OpenAI has officially launched GPT-Realtime, calling it their “most advanced speech-to-speech model yet.” The model, announced in a blog post on Thursday (Aug. 28), delivers highly natural, expressive speech and lightning-fast response times.
Unlike traditional systems that chain together separate speech-to-text and text-to-speech models, GPT-Realtime processes everything in one unified model. This slashes latency and keeps speech sounding more human and nuanced.
OpenAI says GPT-Realtime was built in close collaboration with customers. It’s designed to shine in real-world tasks like customer support, education, and virtual assistance. The model handles complex instructions with better precision and now supports function calling, image inputs, and remote MCP servers making AI voice agents more useful and context-aware than ever.
Two new voices Cedar (male) and Marin (female) join the lineup, with updates to the original eight voices.
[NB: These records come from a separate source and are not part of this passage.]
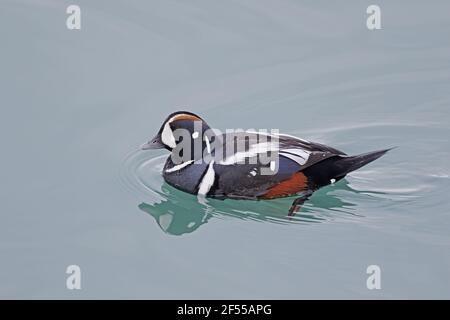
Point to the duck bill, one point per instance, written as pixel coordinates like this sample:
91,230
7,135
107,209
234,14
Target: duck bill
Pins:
155,143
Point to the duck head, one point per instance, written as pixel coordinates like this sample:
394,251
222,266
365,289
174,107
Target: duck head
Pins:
178,127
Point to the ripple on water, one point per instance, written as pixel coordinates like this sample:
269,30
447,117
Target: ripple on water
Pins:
177,212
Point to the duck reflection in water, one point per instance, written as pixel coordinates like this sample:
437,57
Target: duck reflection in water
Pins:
180,213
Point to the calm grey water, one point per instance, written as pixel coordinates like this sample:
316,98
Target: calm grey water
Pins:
75,106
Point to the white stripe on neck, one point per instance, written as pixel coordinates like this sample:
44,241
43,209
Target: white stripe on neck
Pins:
207,181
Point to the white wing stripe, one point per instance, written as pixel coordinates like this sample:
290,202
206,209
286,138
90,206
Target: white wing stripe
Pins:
299,160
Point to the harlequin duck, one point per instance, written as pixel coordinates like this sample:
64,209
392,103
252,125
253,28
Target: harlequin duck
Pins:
248,164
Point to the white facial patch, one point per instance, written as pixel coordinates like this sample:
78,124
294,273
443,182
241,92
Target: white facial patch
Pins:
179,166
167,136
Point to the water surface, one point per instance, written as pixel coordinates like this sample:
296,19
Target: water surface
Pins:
77,104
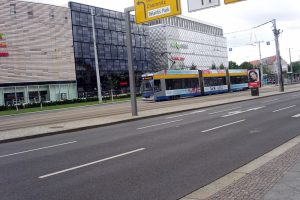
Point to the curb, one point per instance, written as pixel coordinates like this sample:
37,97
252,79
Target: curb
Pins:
129,120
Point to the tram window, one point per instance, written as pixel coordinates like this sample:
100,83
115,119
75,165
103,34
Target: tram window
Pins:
238,79
191,83
157,85
174,84
214,81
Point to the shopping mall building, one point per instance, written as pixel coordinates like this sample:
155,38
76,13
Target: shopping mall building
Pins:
36,53
47,52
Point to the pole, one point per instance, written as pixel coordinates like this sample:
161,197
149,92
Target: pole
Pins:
260,64
130,61
291,65
278,58
96,56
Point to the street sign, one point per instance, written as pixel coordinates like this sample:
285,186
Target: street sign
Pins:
149,10
232,1
194,5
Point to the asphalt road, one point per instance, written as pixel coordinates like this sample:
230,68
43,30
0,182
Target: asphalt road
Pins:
74,114
163,158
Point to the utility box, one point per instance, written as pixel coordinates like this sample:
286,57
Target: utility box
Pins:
255,91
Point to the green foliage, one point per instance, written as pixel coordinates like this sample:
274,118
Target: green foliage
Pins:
246,65
233,65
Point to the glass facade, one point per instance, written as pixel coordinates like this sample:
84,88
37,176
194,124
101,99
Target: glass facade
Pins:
112,52
181,43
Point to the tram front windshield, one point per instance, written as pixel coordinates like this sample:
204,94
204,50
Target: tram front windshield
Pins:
147,86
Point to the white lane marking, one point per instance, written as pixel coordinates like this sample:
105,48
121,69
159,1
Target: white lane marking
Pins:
223,126
12,154
224,110
91,163
240,111
159,124
284,108
195,112
268,101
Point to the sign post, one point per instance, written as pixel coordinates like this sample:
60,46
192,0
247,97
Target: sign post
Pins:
194,5
130,61
149,10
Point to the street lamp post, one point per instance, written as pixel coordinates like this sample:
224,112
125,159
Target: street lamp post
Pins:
130,61
278,58
96,57
260,62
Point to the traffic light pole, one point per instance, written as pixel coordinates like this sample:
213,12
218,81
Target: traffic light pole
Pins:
130,61
278,58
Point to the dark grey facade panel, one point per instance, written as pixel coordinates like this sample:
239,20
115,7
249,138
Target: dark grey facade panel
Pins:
111,47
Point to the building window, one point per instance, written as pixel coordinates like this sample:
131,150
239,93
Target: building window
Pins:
13,9
51,13
66,16
30,12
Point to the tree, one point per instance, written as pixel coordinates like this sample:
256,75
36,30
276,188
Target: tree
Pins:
246,65
233,65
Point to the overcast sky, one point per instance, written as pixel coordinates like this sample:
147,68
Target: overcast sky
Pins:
234,17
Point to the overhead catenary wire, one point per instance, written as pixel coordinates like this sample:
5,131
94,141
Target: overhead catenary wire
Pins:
249,29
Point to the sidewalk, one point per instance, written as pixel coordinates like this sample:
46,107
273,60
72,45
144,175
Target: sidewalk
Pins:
37,131
273,176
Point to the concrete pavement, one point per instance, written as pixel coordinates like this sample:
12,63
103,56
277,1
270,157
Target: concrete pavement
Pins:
273,176
36,131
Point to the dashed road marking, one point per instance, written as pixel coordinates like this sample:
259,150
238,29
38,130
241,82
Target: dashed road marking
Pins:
284,108
223,126
41,148
91,163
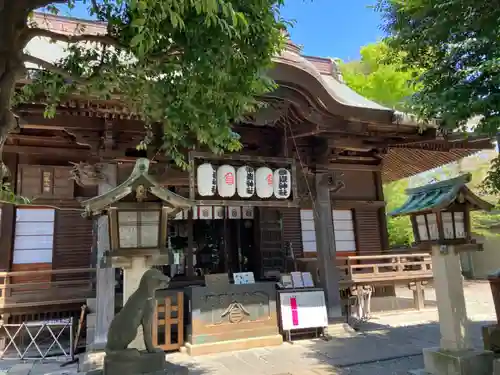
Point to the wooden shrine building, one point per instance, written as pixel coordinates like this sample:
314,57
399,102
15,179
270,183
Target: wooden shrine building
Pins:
315,127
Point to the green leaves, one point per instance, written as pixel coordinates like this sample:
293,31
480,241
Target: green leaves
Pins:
380,76
188,67
457,44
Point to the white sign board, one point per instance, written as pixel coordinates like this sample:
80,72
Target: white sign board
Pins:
303,309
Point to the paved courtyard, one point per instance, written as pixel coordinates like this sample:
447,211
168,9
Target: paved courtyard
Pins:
390,344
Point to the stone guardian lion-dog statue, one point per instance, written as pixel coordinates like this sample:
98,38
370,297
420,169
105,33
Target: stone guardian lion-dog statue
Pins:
137,311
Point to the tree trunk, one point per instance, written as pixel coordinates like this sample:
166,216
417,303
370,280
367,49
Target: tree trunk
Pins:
13,24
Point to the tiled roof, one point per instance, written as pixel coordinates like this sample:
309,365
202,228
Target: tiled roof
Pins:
439,196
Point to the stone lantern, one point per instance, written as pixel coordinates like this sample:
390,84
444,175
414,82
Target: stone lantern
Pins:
440,216
137,212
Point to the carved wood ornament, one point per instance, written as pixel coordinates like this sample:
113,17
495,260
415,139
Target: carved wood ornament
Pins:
86,174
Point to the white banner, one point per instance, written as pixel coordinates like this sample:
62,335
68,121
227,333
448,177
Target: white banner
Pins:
303,309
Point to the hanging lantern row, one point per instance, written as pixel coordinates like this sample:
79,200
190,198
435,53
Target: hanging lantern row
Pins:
217,212
244,181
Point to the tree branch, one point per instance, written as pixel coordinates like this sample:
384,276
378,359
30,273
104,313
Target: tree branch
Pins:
33,32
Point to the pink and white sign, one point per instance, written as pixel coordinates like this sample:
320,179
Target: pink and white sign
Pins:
303,309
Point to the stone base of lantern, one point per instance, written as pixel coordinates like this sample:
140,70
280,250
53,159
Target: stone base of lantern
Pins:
466,362
491,337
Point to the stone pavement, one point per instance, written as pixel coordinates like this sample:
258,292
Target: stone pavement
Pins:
390,344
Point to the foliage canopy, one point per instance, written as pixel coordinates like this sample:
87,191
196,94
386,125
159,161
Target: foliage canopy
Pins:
188,67
379,80
456,44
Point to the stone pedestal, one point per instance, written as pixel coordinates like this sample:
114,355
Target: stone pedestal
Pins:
455,356
131,278
448,283
131,361
103,307
491,338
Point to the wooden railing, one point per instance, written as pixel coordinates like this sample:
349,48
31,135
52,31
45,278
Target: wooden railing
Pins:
22,289
390,267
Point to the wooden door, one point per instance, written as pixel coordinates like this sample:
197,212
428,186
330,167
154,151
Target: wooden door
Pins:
271,241
168,322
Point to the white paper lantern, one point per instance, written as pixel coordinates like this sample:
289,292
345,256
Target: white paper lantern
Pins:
264,182
247,213
282,183
205,212
226,181
206,179
245,181
219,212
234,212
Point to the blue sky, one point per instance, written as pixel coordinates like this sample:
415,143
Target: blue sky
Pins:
333,28
326,28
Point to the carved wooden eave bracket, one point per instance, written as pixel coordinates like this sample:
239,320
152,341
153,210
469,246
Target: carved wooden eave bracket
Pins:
141,183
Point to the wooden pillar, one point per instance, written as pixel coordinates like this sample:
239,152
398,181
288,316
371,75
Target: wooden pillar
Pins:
8,217
189,261
105,277
325,242
384,234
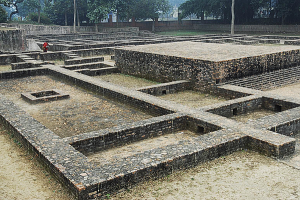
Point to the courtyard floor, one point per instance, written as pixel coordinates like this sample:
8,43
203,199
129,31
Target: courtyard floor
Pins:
241,175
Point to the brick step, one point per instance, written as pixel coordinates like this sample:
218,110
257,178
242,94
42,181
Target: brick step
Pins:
86,66
83,60
99,71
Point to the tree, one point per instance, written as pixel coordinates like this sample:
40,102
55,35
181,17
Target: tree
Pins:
288,11
12,3
33,6
244,9
3,15
98,9
60,11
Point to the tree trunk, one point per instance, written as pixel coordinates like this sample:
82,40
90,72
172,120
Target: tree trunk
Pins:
232,18
39,15
153,25
66,19
78,21
74,24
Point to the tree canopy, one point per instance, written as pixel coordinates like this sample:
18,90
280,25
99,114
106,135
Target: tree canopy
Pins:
245,10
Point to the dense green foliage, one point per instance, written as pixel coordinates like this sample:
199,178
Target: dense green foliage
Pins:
3,15
33,17
245,10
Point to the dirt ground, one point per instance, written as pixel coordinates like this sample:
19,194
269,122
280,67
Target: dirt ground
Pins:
22,177
242,175
126,80
5,67
193,99
83,112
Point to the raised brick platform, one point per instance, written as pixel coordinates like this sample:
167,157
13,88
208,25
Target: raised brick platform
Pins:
215,133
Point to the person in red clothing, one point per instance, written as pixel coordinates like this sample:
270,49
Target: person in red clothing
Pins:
45,46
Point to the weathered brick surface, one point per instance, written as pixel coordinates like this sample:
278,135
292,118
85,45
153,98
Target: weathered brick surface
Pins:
217,135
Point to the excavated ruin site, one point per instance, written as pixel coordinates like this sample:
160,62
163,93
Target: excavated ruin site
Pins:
105,111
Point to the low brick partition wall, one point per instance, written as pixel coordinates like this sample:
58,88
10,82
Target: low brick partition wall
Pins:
268,80
217,136
215,133
166,88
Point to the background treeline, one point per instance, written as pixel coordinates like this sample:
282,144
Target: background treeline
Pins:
61,12
246,11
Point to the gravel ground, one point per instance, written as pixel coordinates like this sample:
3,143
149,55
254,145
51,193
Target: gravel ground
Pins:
241,175
210,51
5,67
83,112
193,99
126,80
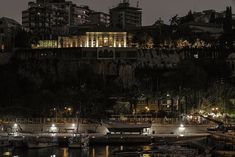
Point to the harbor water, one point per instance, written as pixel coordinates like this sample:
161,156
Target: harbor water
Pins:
100,151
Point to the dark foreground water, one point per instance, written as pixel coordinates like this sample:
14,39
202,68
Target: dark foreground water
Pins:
93,151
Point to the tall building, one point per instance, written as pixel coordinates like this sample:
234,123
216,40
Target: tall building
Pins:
8,30
99,18
124,16
51,18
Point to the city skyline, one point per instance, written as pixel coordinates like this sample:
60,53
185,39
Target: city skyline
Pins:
151,13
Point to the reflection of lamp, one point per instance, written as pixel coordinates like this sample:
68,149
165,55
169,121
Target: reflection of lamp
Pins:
181,130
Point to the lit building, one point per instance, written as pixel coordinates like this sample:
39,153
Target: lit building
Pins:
8,29
89,39
99,18
95,39
124,16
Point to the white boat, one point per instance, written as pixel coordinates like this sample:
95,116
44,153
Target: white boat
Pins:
4,141
42,142
18,141
79,141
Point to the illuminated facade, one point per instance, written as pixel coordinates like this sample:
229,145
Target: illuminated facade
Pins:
90,39
95,39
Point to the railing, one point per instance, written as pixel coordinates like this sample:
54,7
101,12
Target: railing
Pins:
43,120
124,119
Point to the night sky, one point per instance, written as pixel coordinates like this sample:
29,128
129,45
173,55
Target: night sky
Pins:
152,9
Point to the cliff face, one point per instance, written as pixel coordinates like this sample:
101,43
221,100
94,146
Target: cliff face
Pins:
120,70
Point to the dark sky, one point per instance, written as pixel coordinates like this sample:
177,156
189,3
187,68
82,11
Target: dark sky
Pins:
152,9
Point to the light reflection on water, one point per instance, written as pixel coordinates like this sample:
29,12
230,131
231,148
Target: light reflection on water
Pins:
100,151
93,151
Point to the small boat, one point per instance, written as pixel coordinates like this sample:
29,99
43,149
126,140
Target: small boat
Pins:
117,126
4,141
79,141
18,141
42,142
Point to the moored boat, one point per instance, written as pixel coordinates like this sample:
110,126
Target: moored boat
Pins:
4,141
79,141
41,142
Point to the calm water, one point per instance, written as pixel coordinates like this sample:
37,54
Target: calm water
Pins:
96,151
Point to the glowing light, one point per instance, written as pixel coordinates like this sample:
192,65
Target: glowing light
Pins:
15,125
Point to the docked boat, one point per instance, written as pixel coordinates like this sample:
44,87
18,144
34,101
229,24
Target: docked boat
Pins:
18,141
42,142
79,141
118,126
4,141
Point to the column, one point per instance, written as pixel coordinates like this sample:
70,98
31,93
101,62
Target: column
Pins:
92,40
87,40
114,41
97,40
124,40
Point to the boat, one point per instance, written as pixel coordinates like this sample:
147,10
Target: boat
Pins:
17,141
4,141
118,126
41,142
79,141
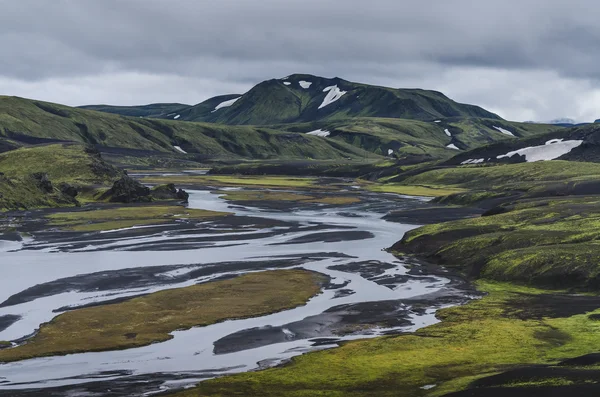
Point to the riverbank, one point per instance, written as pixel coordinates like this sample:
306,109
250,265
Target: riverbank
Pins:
371,292
534,254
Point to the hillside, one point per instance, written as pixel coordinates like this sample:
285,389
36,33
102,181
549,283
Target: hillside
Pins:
307,98
153,110
405,139
575,144
52,175
26,122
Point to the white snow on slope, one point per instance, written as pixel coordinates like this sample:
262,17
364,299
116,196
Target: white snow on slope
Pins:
551,150
502,130
333,95
321,133
226,104
473,161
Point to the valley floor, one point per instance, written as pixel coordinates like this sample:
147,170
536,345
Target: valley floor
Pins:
529,326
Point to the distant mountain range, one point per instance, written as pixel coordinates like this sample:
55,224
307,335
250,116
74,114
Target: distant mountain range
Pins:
305,98
297,117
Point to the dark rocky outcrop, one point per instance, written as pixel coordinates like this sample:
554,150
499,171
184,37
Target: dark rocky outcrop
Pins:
169,192
68,190
127,190
43,182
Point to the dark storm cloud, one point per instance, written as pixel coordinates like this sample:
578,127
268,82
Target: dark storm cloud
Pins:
232,44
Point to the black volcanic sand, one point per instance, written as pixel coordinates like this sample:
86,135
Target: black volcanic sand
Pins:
144,277
323,329
347,319
8,320
433,214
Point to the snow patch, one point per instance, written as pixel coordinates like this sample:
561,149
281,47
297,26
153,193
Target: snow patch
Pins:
473,161
333,94
289,334
180,150
226,104
553,149
321,133
502,130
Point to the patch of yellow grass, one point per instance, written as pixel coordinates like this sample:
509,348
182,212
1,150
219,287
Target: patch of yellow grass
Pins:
148,319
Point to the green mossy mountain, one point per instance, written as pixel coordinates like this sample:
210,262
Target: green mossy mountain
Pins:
420,140
300,98
587,151
52,176
418,125
152,110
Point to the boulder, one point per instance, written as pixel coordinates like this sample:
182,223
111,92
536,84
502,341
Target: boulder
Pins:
68,190
43,182
169,192
127,190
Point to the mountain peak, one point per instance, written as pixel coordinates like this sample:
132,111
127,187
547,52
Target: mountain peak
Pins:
303,97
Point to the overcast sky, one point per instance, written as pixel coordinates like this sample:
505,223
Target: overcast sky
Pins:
523,59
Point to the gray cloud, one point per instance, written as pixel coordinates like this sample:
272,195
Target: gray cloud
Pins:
139,51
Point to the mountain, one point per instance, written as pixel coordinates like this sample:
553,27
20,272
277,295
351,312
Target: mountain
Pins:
575,144
153,110
28,122
418,140
306,98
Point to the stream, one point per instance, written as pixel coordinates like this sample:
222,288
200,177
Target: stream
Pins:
371,292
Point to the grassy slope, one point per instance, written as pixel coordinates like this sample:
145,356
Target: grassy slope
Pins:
482,338
543,242
274,102
414,137
148,319
62,163
153,110
33,122
547,242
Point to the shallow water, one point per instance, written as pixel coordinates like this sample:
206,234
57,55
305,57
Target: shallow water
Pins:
90,268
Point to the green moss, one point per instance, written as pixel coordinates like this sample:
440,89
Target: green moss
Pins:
148,319
413,190
482,338
128,216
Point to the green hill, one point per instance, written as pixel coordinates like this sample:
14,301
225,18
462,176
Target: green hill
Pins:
47,176
153,110
307,98
401,138
27,122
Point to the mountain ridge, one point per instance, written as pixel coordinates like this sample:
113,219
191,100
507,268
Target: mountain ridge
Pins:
305,98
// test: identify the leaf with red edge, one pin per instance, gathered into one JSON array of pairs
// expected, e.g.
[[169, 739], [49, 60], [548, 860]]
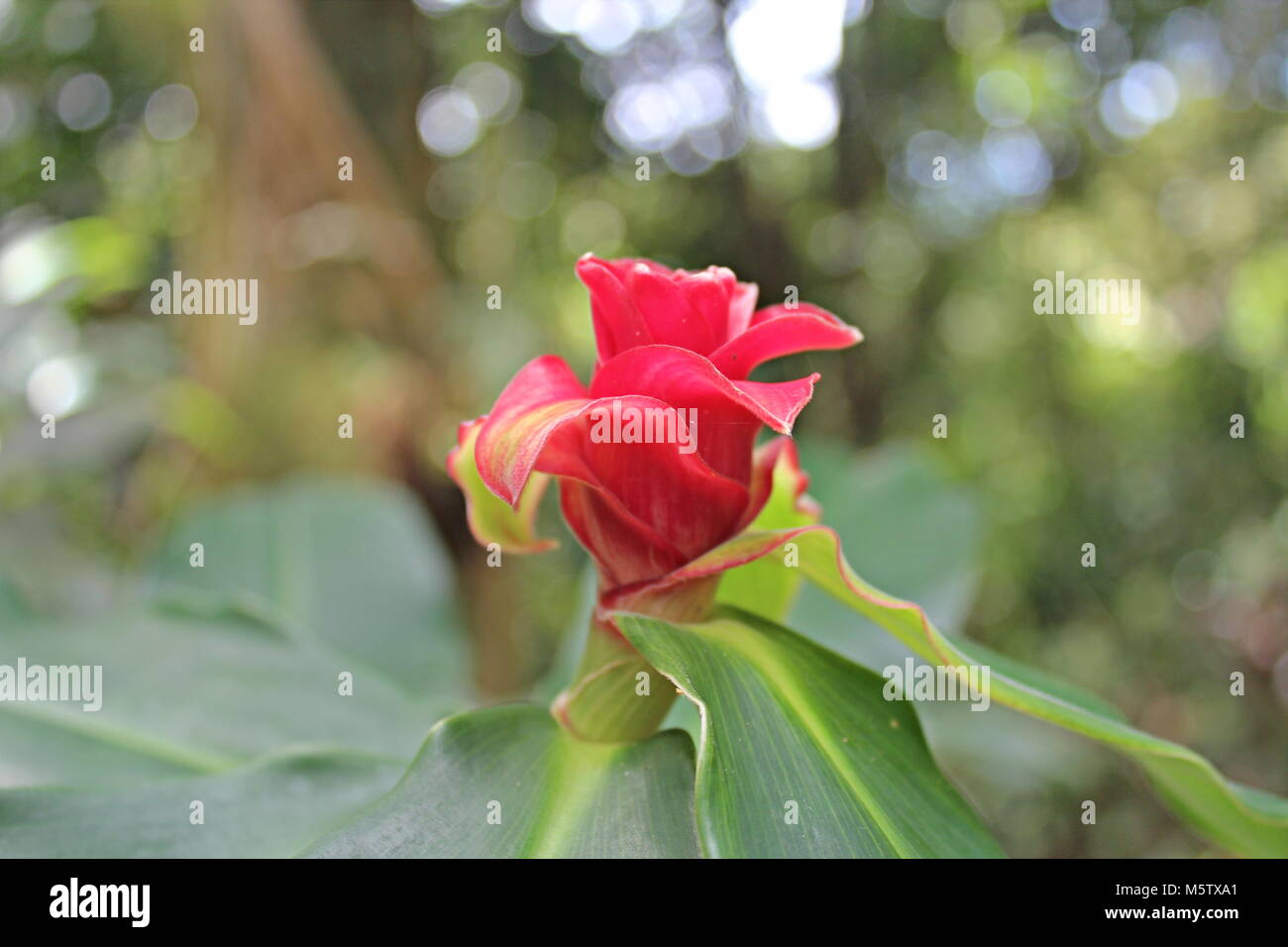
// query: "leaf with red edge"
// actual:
[[490, 518], [1244, 819]]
Developers can tweak expressiveness with simple text instructions.
GPT-Realtime is not just faster it is smarter. It can recognize non-verbal cues like laughter, switch languages mid-sentence, and mimic user tone. The model also outperforms previous versions in handling alphanumeric data in multiple languages, such as Chinese, Spanish, and French. According to OpenAI, GPT-Realtime scored 82.8% on the Big Bench Audio benchmark up from 65.6% in its predecessor.
The new model is available exclusively through OpenAI’s Realtime API, which is now out of beta and open to all developers. The API allows developers to build low-latency, multimodal voice experiences with ease including phone calling through SIP integration. Pricing starts at $32 per million input tokens and $64 per million output tokens, with cached tokens at just $0.40 per million. With GPT-Realtime, OpenAI isn’t just advancing speech tech they are redefining what voice AI can do.